In this question we will prove part 2. of Theorem 6.1
Prove Property 7. of Section 2.4. Specifically: if \mathbf A is a symmetric n \times n matrix, show that \mathbf B= \mathbf H\mathbf A\mathbf H has elements given by b_{ij}=a_{ij}-\bar{a}_{i+}-\bar{a}_{+j}+\bar{a}_{++}, \qquad i,j=1, \ldots , n, where
\bar{a}_{i+}= \frac{1}{n} \sum_{j=1}^n a_{ij}, \quad \bar{a}_{+j}=\frac{1}{n} \sum_{i=1}^n a_{ij}, \quad\mbox{and} \quad\bar{a}_{++} = \frac{1}{n^2} \sum_{i,j=1}^n a_{ij}.Assume that \mathbf B is positive semi-definite with k strictly positive eigenvalues and let \mathbf B= \sum_{j=1}^k \lambda_j \mathbf u_j\mathbf u_j^\top =\mathbf U\boldsymbol \Lambda\mathbf U^\top, where \boldsymbol \Lambda=\text{diag}\{\lambda_1, \ldots , \lambda_k\} and \mathbf U is n \times k and satisfies \mathbf U^\top \mathbf U=\mathbf I_k. Now define a ‘new’ n \times k data matrix \mathbf X=[\mathbf x_1, \ldots , \mathbf x_n]^\top=\mathbf U\boldsymbol \Lambda^{1/2}. Show that b_{ij}=\mathbf x_i^\top \mathbf x_j for all i,j=1, \ldots , n.
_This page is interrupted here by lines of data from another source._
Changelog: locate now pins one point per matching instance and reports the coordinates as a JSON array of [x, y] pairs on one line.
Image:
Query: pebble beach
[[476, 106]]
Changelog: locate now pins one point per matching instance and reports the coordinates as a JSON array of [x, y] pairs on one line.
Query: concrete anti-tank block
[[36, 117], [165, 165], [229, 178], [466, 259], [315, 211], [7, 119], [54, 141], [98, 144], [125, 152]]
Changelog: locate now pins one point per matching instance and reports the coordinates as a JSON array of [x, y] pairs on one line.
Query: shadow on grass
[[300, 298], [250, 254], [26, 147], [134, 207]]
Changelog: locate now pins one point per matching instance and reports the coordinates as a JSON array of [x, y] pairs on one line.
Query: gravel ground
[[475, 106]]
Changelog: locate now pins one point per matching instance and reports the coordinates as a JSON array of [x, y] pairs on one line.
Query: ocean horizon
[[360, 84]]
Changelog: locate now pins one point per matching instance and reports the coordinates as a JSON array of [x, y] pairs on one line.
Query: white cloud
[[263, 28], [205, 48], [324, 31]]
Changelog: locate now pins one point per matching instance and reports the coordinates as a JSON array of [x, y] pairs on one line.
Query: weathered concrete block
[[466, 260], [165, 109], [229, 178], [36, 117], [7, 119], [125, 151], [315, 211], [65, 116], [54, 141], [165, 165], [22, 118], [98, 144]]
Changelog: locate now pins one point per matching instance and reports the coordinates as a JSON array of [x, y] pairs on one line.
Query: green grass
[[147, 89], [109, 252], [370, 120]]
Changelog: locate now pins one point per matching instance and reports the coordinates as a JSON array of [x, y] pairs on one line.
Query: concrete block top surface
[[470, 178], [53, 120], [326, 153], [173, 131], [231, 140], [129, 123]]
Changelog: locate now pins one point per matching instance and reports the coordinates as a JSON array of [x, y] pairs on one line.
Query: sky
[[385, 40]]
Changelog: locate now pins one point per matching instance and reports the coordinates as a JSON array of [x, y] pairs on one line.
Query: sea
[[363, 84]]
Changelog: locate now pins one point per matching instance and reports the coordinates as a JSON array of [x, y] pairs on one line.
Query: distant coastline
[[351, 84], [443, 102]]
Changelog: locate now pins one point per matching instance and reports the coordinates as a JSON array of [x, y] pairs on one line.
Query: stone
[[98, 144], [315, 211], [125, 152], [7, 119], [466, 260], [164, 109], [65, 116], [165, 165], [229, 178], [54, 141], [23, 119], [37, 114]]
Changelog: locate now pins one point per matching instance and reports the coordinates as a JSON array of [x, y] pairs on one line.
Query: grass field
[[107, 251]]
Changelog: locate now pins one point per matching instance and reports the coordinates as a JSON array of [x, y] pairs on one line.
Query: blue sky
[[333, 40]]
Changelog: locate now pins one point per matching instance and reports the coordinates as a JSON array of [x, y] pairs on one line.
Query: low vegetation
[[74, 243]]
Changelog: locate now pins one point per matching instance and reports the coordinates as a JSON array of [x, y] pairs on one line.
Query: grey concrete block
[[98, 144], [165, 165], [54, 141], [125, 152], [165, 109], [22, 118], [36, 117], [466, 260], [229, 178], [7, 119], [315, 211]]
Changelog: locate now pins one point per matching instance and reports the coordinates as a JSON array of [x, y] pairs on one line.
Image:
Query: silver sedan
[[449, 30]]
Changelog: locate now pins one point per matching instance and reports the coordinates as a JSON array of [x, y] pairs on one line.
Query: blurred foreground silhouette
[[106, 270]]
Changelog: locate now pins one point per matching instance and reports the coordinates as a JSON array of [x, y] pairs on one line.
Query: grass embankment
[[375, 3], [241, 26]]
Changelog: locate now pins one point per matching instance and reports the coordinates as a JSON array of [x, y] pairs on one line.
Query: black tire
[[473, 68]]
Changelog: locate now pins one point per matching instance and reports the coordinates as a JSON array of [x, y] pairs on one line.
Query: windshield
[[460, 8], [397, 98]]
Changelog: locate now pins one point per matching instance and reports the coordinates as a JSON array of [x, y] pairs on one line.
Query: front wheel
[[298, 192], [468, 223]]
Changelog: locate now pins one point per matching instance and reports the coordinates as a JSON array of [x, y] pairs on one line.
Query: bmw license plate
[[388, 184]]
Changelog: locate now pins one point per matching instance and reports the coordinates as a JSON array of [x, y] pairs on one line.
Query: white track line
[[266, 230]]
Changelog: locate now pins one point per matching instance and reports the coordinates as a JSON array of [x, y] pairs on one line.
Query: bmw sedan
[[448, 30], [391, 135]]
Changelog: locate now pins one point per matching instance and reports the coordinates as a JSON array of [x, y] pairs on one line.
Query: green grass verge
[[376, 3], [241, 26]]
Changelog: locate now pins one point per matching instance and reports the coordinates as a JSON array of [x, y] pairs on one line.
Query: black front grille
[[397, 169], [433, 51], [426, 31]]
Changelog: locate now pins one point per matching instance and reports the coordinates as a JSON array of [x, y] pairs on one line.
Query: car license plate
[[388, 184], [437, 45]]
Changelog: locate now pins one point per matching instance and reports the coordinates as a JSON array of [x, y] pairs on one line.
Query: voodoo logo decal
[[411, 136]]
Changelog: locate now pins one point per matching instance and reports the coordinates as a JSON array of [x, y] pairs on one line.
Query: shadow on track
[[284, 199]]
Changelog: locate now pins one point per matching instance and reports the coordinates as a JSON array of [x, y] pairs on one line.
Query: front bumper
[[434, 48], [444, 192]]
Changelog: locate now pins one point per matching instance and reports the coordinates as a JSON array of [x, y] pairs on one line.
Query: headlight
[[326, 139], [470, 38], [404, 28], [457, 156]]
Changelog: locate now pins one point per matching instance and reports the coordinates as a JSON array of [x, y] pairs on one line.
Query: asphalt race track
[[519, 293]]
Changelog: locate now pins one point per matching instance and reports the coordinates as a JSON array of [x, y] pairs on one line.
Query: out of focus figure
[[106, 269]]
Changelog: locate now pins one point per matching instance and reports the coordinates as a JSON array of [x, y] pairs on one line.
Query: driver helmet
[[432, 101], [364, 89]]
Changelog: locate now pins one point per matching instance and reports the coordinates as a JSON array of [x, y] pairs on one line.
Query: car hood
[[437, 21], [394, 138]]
Hint: check that for \mathbf X defined as above, \mathbf X\mathbf X^\top =\mathbf B.We now need to show that \mathbf D=(d_{ij}) represents the set of inter-point distances for this new data matrix. Recall that a_{ij}=-d_{ij}^2/2. Deduce that (\mathbf x_i -\mathbf x_j)^\top (\mathbf x_i-\mathbf x_j)= b_{ii} + b_{jj}-2b_{ij}; and so, using the first part of this question, show that (\mathbf x_i -\mathbf x_j)^\top (\mathbf x_i-\mathbf x_j)=-2a_{ij}=d_{ij}^2. Hence the new inter-point distances are the same as the original ones.
Suppose \mathbf X is a n \times p column centred data matrix. PCA looks at the spectral decomposition of the covariance matrix \frac{1}{n}\mathbf X^\top \mathbf X, whereas MDS uses the spectral decomposition of the Gram matrix \mathbf X\mathbf X^\top. Using the SVD for \mathbf X=\mathbf U\boldsymbol{\Sigma}\mathbf V^\top, explain the relationship between these two methods.
- Answer Q4 part (c) from the 2018-19 exam paper.